A little altar further on, with modern sculptures, is decorated with beautiful Quattrocento arabesques, fragments of a monument sculptured by Amadeo in 1480 for Alessio Tarchetta, a general of the Sforza. Other parts of the monument are preserved in the Castello. Beyond is the tomb of Gio. Angelo Arcimboldi, Archbishop of Milan from 1550 to 1555. Lower down we see some twelfth and thirteenth century figures representing the writers of the New Testament, in Verona marble, probably parts of an ambone or pulpit, and perhaps some of the figures of saints with which Archbishop Uberto Crivelli, afterwards Urban III., is recorded to have decorated the old Sta. Maria Maggiore in 1185.

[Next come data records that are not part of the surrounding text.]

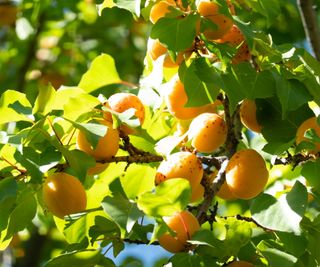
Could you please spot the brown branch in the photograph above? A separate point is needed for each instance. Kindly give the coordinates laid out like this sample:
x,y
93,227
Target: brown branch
x,y
210,192
310,24
134,159
294,160
247,219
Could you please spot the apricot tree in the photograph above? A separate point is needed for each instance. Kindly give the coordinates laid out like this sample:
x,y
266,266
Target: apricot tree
x,y
189,126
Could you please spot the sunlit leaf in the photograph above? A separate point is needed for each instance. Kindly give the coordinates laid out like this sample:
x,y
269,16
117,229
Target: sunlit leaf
x,y
102,72
169,197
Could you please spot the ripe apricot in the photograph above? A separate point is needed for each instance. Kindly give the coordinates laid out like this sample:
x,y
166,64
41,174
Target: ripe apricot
x,y
160,9
248,115
98,168
234,37
246,174
240,264
208,131
310,123
8,14
107,146
210,10
184,224
121,102
64,194
156,49
198,193
181,164
176,98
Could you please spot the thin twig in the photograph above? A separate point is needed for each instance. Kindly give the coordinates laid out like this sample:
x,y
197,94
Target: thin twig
x,y
310,24
210,192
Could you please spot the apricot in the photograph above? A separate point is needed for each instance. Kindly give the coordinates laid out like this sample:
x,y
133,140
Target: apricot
x,y
8,14
63,194
246,174
176,98
198,193
235,38
98,168
107,146
210,10
184,224
310,123
156,49
121,102
160,9
240,264
248,115
181,164
208,131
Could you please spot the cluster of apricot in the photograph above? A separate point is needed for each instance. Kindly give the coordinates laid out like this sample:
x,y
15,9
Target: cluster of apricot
x,y
64,194
246,172
214,25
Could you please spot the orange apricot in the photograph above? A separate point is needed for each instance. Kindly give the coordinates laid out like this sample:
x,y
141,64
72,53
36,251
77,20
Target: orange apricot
x,y
181,164
246,174
210,10
176,98
235,38
156,49
160,9
107,146
240,264
63,194
184,224
248,115
207,132
310,123
121,102
98,168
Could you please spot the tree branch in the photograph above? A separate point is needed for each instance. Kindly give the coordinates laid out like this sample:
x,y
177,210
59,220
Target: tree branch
x,y
310,24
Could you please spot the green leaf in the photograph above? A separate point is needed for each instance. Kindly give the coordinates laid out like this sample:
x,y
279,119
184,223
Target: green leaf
x,y
292,94
8,189
15,106
275,256
186,260
104,227
102,72
201,82
22,214
93,130
293,244
243,81
284,214
137,180
269,116
122,211
169,196
45,100
208,244
132,6
311,171
176,34
85,258
8,195
76,231
238,234
79,162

The Baptistery is on this side of the nave, between two of the pillars. The font is an ancient basin of red porphyry, said to have once been in the Baths of Maximian Hercules; it was found in S. Dionysius, with the remains of that saintly prelate of Milan inside. These were translated to a place in front of the High Altar. The canopy over the font is an ornate late Renaissance work designed by il Pellegrini.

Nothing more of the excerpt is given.